Asiento con la cabeza. Él asiente a mi asentimiento.

—Bueno, pues si estuviéramos en 1995, este sería el momento, el momentazo perfecto.

Se echa la mano a la cazadora vaquera y saca un paquete de tabaco. Lo mira, le da una vuelta y otra, lo analiza y me lo pone delante de las narices.
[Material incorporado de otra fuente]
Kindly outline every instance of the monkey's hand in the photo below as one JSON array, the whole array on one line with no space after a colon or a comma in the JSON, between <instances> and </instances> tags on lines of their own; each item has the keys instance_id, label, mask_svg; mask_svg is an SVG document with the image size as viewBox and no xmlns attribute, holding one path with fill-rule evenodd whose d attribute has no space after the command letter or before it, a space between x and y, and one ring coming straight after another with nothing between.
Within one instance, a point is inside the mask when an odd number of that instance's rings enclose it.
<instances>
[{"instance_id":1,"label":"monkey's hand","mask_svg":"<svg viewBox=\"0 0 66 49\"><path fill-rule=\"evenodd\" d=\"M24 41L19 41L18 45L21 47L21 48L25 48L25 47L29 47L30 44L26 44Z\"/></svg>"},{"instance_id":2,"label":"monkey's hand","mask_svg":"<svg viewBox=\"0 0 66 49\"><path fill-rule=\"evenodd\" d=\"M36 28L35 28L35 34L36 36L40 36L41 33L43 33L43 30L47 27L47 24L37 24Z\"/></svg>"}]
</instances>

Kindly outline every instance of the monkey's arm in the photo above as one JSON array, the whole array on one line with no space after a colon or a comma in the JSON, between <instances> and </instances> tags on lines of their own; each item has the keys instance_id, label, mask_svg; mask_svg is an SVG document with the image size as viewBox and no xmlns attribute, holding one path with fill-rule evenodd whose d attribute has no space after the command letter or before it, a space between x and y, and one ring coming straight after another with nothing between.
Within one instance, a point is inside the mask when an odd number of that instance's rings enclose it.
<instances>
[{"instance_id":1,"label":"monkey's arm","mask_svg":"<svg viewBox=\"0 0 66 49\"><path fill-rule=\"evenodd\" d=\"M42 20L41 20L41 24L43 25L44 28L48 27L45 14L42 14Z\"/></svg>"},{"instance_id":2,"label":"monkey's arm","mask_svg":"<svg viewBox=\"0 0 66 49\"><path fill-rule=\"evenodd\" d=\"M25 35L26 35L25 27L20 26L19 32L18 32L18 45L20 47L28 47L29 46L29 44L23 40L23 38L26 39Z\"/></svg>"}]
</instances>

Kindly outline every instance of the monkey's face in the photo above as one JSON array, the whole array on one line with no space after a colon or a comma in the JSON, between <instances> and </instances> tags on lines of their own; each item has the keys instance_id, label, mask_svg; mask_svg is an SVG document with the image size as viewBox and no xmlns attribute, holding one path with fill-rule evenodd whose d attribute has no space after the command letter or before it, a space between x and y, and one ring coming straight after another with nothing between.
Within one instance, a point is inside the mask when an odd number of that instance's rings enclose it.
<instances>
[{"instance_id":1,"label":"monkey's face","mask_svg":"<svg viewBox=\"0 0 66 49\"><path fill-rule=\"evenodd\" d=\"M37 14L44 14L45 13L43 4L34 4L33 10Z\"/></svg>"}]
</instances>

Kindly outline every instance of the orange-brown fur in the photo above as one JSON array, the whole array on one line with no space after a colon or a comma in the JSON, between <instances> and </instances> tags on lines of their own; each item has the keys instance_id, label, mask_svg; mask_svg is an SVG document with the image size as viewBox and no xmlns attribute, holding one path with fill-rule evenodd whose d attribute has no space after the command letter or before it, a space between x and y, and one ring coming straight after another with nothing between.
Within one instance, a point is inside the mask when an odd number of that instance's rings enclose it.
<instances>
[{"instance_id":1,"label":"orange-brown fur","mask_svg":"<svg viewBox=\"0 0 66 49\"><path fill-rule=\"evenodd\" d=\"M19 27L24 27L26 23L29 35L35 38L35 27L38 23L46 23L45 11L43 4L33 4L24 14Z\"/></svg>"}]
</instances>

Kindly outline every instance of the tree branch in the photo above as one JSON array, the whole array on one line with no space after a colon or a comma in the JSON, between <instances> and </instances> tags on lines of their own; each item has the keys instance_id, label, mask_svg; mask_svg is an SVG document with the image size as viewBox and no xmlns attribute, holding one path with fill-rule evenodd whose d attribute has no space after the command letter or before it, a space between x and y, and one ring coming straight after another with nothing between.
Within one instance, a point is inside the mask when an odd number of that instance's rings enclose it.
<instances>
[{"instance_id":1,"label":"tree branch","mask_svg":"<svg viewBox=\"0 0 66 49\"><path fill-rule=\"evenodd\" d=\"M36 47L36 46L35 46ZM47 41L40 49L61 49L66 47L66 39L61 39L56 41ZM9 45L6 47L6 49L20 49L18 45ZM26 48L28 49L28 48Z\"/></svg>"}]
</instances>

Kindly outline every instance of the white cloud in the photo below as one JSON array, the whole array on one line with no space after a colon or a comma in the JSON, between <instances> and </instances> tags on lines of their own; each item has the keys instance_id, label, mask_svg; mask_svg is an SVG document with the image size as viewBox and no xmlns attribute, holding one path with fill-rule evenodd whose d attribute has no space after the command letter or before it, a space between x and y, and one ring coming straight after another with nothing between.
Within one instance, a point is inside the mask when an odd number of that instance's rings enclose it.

—En 1995, esto no sería un paquete de Ducados, sino un paquete de Celtas con filtro. Y no tendría un aviso en blanco y negro que le tapa dos tercios de la superficie —niega con la cabeza y esboza una sonrisa agridulce—, no, no, no. Tendríamos ahí, por delante y por detrás, al celta, celtíbero cachas con su uniforme de guerra, la espada en alto, el escudo preparado, el casco con dos alas y la armadura de cuero. Celtas extra, se llamaban, no celtas con filtro. Eso de los celtas con filtro es un disco que salió después, mucho después. La marca era Celtas extra.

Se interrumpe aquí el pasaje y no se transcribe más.